“…the moon commands…”

“…the moon commands…”
(A Nocturne for Flute, Percussion, Soprano and Piano)
Dan Locklair

“…the moon commands…” was commissioned by the North Carolina State Music Teachers Association (of Music Teachers National Association) for its October, 1985 State Convention in Chapel Hill, NC. Dedicated to my parents (Mr. & Mrs. A.G. Locklair), the piece is played in one movement without pause. Based on two poems* from the book PARABOLA RASA by my Wake Forest University colleague, poet and professor D.R. Fosso, these poems are central to the work’s structure and display the soprano voice in its traditional role as soloist. In addition, the words “Parabola rasa” (the title of Mr. Fosso’s longest poem in PARABOLA RASA) are used throughout the composition and allow the soprano voice to be heard in a purely instrumental role. (The significance of the word “Parabola” is in its meaning as a non-returning curve. Further, stretching to the Greek, its meaning refers to parables and stories of the self.)

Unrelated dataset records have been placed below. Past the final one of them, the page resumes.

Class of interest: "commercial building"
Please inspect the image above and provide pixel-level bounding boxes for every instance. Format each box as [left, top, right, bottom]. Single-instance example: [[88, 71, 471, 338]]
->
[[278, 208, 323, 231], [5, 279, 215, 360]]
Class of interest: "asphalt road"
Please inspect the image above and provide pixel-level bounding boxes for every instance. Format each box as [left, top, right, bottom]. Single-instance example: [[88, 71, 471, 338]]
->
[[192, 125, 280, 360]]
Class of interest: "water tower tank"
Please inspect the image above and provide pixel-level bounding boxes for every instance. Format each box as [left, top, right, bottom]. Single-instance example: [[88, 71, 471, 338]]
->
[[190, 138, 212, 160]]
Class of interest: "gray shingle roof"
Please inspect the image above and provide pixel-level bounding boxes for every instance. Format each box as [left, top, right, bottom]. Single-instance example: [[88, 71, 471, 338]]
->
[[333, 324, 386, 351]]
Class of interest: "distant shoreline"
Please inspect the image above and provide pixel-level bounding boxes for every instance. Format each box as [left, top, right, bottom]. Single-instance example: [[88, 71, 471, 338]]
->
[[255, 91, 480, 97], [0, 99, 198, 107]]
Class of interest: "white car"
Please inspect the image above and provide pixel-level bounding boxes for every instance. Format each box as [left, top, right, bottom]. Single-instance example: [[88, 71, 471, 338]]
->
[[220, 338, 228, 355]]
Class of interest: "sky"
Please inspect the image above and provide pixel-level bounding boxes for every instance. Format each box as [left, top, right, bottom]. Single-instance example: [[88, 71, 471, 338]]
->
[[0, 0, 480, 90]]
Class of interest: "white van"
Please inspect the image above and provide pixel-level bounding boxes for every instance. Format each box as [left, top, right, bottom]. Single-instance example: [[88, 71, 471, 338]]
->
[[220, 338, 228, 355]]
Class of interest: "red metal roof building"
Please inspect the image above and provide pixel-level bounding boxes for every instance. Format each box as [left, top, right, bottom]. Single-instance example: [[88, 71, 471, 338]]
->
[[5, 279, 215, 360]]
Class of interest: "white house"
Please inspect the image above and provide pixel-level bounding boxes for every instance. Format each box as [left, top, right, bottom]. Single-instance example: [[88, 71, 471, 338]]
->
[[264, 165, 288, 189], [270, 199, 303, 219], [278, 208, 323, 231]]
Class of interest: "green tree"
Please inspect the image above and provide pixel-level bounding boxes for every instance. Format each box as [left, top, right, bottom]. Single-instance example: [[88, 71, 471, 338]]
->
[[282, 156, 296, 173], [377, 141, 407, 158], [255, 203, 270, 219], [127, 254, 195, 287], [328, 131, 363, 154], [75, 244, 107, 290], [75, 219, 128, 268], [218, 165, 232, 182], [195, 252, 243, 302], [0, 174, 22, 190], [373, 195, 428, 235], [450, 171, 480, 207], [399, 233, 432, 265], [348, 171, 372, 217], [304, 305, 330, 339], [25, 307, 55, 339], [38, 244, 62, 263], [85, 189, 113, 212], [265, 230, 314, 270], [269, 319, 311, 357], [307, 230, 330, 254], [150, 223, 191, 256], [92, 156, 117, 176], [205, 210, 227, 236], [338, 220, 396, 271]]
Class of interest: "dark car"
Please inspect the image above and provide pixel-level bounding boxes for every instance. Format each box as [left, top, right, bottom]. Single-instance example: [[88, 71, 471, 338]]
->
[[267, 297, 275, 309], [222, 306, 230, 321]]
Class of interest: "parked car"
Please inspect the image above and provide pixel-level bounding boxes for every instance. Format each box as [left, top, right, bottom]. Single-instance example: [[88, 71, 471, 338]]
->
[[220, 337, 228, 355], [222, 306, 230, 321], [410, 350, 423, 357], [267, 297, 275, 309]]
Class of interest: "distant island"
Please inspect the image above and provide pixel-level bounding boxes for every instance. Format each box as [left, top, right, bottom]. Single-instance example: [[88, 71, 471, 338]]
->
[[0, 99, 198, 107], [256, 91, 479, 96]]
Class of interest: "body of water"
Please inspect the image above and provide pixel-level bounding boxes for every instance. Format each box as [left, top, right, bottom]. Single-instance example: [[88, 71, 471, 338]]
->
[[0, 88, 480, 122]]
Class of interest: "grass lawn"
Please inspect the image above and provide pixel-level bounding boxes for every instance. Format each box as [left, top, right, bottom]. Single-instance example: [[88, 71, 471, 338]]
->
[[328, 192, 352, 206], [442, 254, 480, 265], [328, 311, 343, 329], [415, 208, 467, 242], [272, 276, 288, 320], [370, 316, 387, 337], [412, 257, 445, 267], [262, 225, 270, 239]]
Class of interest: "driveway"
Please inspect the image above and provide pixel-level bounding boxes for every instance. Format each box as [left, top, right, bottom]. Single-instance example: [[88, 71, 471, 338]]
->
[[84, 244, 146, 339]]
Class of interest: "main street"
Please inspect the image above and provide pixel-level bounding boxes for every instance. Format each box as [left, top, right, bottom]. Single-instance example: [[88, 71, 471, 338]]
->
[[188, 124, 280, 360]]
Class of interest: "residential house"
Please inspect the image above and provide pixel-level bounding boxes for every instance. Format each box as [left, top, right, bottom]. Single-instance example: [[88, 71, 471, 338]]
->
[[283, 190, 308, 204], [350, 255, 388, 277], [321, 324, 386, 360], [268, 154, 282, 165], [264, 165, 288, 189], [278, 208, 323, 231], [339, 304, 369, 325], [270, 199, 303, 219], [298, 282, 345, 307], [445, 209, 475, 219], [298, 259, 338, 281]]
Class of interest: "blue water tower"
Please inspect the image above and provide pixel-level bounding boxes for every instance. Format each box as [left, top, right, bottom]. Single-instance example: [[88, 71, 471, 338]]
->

The two complete poems used in “…the moon commands…” are as follows:


She among envy of air
came, gentle, a ghost
to settle moonlit hollows.

Easing acres grew relief
from fragrance left to loss.

She made brief composure
and airs forgot to be
unastonished emptiness.


rocks hold up to
barren blue
while taunt of wind
rips into granite look

I’m scared again;
my eyes are eagles
holding onto stone

not to fly
the giving way
is, before the drop,
too much and not enough
D.R. Fosso

Duration of “…the moon commands…” = ca. 13 minutes

Instrumentation for “…the moon commands… is:

Flute in C
Percussion :
Orchestral chimes (C-F)
Crotales (C-C) – struck and bowed;
one octave, sounding two
octaves higher
Vibraphone (F-F) – mallets and bowed
Xylophone (F-C) – sounding 8va

Small bass drum
Large suspended cymbal
Bell tree
Small Tam-tam
Four (4) Tom Toms

Dan Locklair
June 1985
Winston-Salem, NC/USA

*from PARABOLA RASA by D.R. Fosso, published by Stuart Wright, ©1984 and used with the kind permission of the poet. “…the moon commands…” is excerpted from the poem, Parabola rasa.